Forecasting the Future: An Imperfect Science

Forecasting the FutureToday we live in a world where managers and shareholders expect you to meet the forecast within 5% or you may suffer the consequences. However, a forecast is just that: a forecast, not a perfect prediction or even close to perfect prediction. If somebody consistently meets their forecast quarter after quarter, year after year, then you must seriously consider that the earnings are being managed or worse. You might be okay with managed earnings but they often skirt the edge of the unethical and can quickly slide into the illegal.

And dipping into the illegal never ends well.

But there are ways of improving your forecasting. I’m going to list some of the things that can help improve forecasts but won’t ensure perfect predictions. I am not going to address the unrealistic expectations as I do not have the answer for that other than the CEOs will have to work on the shareholders’ expectations.

It helps to have great managers who can intuitively tell where the numbers will fall. I’ve been fortunate enough to have such managers with an incredible feel for the direction of the business that, at least for a year, my forecasts, especially revenue, would hit within $1000 variance each month (in a large program with at least $1 million in revenues per month). I didn’t do the revenue booking and the accountant did not receive my forecast so there was no managed accounting.

Aside from having a great manager, here are a few ideas on improving your forecasts:

1. Prepare by looking at the history first but keep in mind that history is often not predictive of the future. A look at the history may clue you in to “seasonal” trends that you have to take into consideration when doing the forecast.
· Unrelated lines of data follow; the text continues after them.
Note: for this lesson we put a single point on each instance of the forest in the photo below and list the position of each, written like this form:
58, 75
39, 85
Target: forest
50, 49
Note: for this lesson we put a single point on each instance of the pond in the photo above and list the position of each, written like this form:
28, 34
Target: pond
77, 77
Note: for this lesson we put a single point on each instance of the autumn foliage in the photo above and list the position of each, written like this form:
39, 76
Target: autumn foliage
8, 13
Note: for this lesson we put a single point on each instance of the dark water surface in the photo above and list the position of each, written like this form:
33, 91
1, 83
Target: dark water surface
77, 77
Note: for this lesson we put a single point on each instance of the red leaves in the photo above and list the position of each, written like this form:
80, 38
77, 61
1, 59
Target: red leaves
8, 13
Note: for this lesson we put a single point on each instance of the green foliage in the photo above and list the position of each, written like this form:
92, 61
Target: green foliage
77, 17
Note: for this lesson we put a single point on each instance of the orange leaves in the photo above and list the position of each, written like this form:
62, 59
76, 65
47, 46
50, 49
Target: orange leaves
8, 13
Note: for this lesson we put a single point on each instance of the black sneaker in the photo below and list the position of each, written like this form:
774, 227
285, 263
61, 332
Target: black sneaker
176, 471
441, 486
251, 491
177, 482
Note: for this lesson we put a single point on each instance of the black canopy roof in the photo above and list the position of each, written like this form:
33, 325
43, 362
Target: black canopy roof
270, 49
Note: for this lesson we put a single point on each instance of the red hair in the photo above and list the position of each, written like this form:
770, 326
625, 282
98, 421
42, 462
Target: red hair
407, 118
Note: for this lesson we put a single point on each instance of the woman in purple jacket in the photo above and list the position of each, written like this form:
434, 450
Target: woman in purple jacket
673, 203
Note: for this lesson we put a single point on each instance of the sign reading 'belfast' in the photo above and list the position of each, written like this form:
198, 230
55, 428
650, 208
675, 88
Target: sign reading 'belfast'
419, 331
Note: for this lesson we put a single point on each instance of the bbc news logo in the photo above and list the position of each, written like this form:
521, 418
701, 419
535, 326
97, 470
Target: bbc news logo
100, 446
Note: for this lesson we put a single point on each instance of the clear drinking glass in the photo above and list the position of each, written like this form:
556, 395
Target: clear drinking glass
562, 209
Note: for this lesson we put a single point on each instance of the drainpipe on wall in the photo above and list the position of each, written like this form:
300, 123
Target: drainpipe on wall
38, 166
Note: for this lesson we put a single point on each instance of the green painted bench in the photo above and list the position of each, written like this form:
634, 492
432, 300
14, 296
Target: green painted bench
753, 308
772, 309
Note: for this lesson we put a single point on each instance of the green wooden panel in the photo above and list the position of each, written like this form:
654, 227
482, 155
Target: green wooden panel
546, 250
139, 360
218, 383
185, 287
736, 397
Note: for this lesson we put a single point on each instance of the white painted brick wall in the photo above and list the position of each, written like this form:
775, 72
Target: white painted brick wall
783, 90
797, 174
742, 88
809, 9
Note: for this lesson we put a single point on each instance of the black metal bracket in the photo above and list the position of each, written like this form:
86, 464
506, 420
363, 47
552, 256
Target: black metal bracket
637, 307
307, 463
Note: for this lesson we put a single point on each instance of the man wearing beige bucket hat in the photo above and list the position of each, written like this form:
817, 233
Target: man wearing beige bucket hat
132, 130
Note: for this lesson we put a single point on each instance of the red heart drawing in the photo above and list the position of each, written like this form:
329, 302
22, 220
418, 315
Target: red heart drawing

2. If your operations team have meetings or some kind of lunch and learn, attend them. You can learn about what they are thinking and possibly what the plans are for the future. The more you understand their approach, the better you will be able to think through your assumptions when developing the forecast. Please keep a log of your assumptions.

3. Develop a “starter” forecast instead of dumping the work on the operation folks. This tactic may make you look like a star with operations management. If you develop a good chunk of the forecast before going to the operations folks, you will have taken most of the work off their shoulders. They in turn may regard you in a different and more positive light. I once worked on a team where I developed most of the forecast so all that was left was to discuss it and see what needed tweaking. While I regarded that as a normal thing to do, the operations folks regarded it as proactive. Apparently the rest of my peers were not so proactive and therefore, I differentiated myself.

4. Don’t forecast at very granular levels. You want to break out the broad categories of expenses or revenues because you will never be able to forecast each “general ledger account” that accurately. Early in my career, I once did an experiment where I forecasted for each GL account and then rolled up the numbers and found that the top level number did not make sense. So make a judgment call and figure out the level of granularity that will aid you in developing the forecast.

5. For programs or business units where the labor headcount does not fluctuate from month to month, don’t straight line the labor cost but instead take into account holidays and, if possible, vacation time. These time offs can greatly swing your forecast so by making an effort to eliminate labor as one of the items causing your variance, you get can closer to the 5% variance threshold (5% being the typical variance threshold that I have encountered). There are a lot of other things that can mess you up so try to eliminate labor as one of your variances (again, you won’t be perfect, but at least you are trying to narrow the swings).

All of these suggestions, except maybe item 4, seem like common sense but I have learned that most people don’t apply common sense. Instead they take short cuts to do the work. If you do at least the five aforementioned tactics, your forecasts should improve.